Thaçi even alluded to a day when “boys and girls from Kosovo and boys and girls from Serbia [would serve] in multinational missions around the world,” in the same way former European foes served alongside each other in Kosovo throughout the last two decades.
Kosovo declared independence from Serbia in 2008 and is recognized by more than 110 countries. Kosovar independence followed a conflict with Serbia from 1998 to 1999 that eventually saw NATO forces launch an air campaign against Belgrade.
Both Kosovo and Serbia now have their sights set on EU and NATO membership, but must first come to a formal peace agreement and normalize relations.
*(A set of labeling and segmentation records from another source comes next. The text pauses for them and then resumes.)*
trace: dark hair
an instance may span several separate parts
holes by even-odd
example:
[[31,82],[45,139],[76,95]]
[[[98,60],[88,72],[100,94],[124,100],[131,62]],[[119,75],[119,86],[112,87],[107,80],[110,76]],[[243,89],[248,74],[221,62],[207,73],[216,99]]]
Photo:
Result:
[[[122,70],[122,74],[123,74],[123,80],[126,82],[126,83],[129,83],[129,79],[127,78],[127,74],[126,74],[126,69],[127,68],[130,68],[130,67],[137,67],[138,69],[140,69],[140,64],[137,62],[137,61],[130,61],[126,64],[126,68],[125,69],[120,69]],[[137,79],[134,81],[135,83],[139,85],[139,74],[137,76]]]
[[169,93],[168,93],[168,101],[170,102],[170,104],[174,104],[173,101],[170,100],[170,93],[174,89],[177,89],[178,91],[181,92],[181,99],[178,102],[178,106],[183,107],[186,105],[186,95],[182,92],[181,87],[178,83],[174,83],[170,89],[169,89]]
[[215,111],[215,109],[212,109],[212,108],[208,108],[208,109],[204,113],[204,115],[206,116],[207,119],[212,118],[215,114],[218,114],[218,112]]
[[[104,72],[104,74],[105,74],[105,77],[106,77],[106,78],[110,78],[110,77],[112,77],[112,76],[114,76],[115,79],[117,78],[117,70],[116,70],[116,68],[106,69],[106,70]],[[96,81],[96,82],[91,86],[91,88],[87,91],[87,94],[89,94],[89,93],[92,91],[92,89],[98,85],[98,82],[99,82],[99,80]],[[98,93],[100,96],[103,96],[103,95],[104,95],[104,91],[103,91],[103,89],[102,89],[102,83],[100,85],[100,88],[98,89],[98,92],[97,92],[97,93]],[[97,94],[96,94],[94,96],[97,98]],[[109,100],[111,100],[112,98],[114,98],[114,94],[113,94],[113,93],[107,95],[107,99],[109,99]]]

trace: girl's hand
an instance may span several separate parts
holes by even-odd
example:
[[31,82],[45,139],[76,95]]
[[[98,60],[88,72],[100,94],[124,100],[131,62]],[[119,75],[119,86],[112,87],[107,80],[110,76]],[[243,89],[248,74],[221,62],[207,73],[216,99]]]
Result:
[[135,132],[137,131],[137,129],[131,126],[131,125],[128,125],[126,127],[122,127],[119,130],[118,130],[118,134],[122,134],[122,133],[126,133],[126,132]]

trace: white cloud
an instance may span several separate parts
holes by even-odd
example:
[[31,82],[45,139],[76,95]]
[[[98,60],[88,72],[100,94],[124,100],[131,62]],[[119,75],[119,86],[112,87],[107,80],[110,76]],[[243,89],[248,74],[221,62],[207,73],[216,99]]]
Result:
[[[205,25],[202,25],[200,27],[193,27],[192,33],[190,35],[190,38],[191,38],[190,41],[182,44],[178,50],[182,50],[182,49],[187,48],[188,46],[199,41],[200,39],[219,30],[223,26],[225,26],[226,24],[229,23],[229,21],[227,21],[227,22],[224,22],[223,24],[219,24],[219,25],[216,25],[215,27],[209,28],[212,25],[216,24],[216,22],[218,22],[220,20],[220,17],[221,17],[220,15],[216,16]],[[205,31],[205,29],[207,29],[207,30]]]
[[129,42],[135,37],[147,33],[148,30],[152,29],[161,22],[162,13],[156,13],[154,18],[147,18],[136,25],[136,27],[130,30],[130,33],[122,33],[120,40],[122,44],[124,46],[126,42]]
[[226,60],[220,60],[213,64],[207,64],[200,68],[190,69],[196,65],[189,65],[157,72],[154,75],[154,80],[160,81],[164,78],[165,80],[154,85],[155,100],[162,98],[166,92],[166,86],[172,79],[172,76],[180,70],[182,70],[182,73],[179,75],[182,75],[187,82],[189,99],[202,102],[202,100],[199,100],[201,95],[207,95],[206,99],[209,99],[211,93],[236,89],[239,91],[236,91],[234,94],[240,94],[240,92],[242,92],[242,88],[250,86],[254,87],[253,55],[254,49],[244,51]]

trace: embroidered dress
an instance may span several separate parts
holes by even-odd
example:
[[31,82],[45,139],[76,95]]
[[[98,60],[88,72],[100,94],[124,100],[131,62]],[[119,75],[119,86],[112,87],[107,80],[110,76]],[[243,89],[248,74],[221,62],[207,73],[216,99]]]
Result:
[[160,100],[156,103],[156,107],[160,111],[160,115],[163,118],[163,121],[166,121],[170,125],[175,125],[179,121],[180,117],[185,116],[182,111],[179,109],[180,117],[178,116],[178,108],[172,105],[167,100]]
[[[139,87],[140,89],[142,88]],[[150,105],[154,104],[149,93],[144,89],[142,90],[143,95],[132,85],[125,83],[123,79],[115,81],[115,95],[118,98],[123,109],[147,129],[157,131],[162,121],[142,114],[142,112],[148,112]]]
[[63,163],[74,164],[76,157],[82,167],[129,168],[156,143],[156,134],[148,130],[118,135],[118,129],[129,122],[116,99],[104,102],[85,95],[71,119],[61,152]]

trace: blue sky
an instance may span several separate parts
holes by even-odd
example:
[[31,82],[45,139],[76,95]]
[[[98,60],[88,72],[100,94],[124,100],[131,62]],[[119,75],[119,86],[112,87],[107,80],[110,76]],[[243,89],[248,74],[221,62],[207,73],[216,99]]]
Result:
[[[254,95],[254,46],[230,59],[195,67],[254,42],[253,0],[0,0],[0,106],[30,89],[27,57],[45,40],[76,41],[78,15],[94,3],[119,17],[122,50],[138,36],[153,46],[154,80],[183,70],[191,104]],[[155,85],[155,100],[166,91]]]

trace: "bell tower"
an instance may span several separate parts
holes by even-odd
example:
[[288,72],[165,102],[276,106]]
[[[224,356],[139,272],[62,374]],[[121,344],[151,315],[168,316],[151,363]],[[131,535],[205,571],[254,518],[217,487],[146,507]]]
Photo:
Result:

Although “both sides seem to be ready and willing to reach an agreement,” Thaçi said, “we need to move forward now without hesitation.”
While committing that “there would be no borders along ethnic lines, no exchange of population and no displacement of people,” Thaçi argued that “part of this agreement should be actually drawing the border between the two countries.”
The agreement would “maintain the multiethnic spirit and reality of Kosovo and Serbia,” wholeheartedly rejecting the “ridiculous” idea of “peaceful ethnic cleansing,” according to Thaçi.
Both Serbian President Aleksandar Vučić and Thaçi have committed to reach a peace deal that will close all the open issues between the two countries and lead to Serbian recognition of Kosovo. Reports suggest that land swaps between the two countries could be part of a final agreement.
While US National Security Advisor John Bolton has maintained that Washington would be comfortable with land swaps as part of a larger peace deal, many fear that border adjustments could reignite violence in the border villages.
In a September interview with the New Atlanticist, Kosovo’s prime minister, Ramush Haradinaj, argued that the “rhetoric [about land swaps] has created an environment that is hostile to a solution.”
Haradinaj doubled down on his criticism of the swaps in a November 28 op-ed in The Washington Post accusing Vučić of only recognizing Kosovo “if we give [Serbia] part of our territory.”
Thaçi was clear that “in terms of the agreement, nothing is agreed to yet,” but pushed back on the idea that limited land swaps should be off the table. He argued that there was no “example where two countries have reached a peace agreement without sitting down and defining where the border is between them.” He pointed to recent Kosovo negotiations with Montenegro, which clearly defined the borders and received the support of Kosovo’s parliament.
Thaçi dismissed what some see as an effort by Haradinaj to pressure him out of supporting the land swaps. “I don’t know a case anywhere in the world where two countries after a centuries-old conflict reached a peace agreement with 100 percent support of their own constituents,” Thaçi said.
He strongly pushed back on those who say that in pursuing a deal with Belgrade he has “[forgotten] that Serbia has killed 13,000 Albanian civilians in Kosovo. They are mistaken—I have not forgotten. I have not forgotten about 20,000 victims of sexual violence.” But, he argued, in a negotiation as difficult as his current talks with Belgrade, “you have to make a compromise even if you are 100 percent right.”
Thaçi’s visit to Washington, which also included meetings with US Secretary of State Mike Pompeo and Bolton, came just days after Haradinaj’s government drew the ire of Vučić and EU leaders by imposing 100 percent tariffs on Serbian goods entering Kosovo. The tariffs were justified, Haradinaj claimed, due to Serbia’s campaign to block Kosovo from Interpol and the recent string of nations who have unrecognized Kosovo.
While not directly criticizing Haradinaj’s moves, Thaçi maintained that the way to avoid the “fights, disagreements, and attempts to block each other,” was by pursuing a compressive peace deal.
“In these current circumstances, no one is a winner,” Thaçi explained, and “the EU has told us very clearly that they will not take us inside [the Union] until we resolve all the open issues.”
Thaçi was confident that a comprehensive deal would greenlight Kosovo’s admittance to Interpol, the United Nations, and other international organizations, as well as clearly the way for EU and NATO membership. “In the Balkans,” Thaçi said, “you either move forward or backward. The status quo never stands.”
According to Damon Wilson, executive vice president of the Atlantic Council and the event’s moderator, Serbia and Kosovo’s potential is a “story of former adversaries becoming allies [and] is the powerful story that stands behind Europe’s story and NATO’s story.”